- Bunjil
- Coordinates: 29°39′54″S 116°22′16″E﻿ / ﻿29.665°S 116.371°E
- Country: Australia
- State: Western Australia
- LGA(s): Shire of Perenjori;
- Location: 326 km (203 mi) N of Perth; 62 km (39 mi) SE of Morawa; 74 km (46 mi) N of Dalwallinu;
- Established: 1914

Government
- • State electorate(s): Moore;
- • Federal division(s): Durack;

Area
- • Total: 1,926.2 km^{2} (743.7 sq mi)
- Elevation: 319 m (1,047 ft)

Population
- • Total(s): 61 (SAL 2021)
- Postcode: 6623

= Bunjil, Western Australia =

Bunjil is a small town in Western Australia located on the Mullewa Wubin Road 326 km north of Perth in the Mid West region. At the 2021 census, it had a population of 61.

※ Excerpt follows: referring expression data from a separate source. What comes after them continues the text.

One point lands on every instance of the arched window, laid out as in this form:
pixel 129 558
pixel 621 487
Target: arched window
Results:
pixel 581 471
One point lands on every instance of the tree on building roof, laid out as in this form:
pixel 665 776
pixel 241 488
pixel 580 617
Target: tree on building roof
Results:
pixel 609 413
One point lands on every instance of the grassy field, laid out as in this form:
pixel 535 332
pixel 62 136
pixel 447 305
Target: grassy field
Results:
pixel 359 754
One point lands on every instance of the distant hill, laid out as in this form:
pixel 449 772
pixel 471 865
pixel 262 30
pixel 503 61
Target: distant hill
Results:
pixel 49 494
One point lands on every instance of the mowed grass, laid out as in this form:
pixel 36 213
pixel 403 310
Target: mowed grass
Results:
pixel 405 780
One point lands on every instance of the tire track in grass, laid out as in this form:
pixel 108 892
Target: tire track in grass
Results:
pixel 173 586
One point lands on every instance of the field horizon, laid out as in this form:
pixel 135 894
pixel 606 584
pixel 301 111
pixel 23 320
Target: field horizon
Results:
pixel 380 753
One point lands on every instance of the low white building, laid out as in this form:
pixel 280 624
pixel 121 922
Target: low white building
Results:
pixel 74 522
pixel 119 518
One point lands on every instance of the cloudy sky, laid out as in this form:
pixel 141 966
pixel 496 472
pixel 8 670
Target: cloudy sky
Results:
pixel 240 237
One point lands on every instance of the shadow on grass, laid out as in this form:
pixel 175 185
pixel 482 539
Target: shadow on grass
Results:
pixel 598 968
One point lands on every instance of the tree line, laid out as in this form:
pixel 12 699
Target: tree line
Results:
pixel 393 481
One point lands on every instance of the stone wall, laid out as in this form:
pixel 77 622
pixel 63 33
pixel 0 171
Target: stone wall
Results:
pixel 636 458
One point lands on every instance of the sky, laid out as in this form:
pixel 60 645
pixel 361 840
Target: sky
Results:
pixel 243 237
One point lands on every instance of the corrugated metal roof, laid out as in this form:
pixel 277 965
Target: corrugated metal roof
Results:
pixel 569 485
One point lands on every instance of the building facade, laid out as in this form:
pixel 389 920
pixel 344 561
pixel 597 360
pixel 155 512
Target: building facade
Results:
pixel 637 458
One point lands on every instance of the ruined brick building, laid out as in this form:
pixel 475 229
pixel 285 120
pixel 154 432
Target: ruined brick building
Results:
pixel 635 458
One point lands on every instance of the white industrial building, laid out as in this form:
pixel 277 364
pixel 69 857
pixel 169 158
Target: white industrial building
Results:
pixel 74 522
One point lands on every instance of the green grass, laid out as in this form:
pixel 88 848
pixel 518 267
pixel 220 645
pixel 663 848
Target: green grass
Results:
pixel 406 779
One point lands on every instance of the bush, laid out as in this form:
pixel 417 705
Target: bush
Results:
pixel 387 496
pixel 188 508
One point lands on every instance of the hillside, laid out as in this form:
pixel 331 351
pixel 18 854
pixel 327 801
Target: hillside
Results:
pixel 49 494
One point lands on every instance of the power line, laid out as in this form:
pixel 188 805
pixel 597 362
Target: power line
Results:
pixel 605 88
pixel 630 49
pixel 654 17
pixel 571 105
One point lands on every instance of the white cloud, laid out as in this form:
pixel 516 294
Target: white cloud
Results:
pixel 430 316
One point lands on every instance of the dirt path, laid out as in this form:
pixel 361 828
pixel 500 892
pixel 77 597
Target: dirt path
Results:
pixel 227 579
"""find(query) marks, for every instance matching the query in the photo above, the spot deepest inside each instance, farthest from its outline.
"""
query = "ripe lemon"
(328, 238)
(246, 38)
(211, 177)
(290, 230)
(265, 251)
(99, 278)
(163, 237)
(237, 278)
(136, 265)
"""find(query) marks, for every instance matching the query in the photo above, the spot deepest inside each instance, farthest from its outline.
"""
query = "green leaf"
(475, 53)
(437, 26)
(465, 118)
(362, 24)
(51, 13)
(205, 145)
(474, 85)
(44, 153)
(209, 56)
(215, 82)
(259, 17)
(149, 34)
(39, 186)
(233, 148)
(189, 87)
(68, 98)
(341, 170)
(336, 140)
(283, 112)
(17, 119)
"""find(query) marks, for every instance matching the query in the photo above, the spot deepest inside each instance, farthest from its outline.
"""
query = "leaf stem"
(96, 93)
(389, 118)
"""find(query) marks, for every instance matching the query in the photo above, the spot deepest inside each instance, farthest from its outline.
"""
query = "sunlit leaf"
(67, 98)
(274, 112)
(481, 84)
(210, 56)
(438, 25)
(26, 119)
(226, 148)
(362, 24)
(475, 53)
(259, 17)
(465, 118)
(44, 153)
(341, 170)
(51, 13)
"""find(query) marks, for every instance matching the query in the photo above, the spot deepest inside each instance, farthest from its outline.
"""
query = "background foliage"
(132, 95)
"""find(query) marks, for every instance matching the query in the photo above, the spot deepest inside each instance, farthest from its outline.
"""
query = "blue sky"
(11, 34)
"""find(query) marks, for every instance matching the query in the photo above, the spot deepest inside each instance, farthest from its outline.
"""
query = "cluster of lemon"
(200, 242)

The townsite was gazetted in 1914, after being initially established as a railway siding on the Wongan Hills to Mullewa railway line in 1913 to allow transport of crops and stock. The name is Indigenous Australian in origin but its meaning is unknown.

In 1932 the Wheat Pool of Western Australia announced that the town would have two grain elevators, each fitted with an engine, installed at the railway siding.

The main industry in town is wheat farming with the town being a Cooperative Bulk Handling receival site.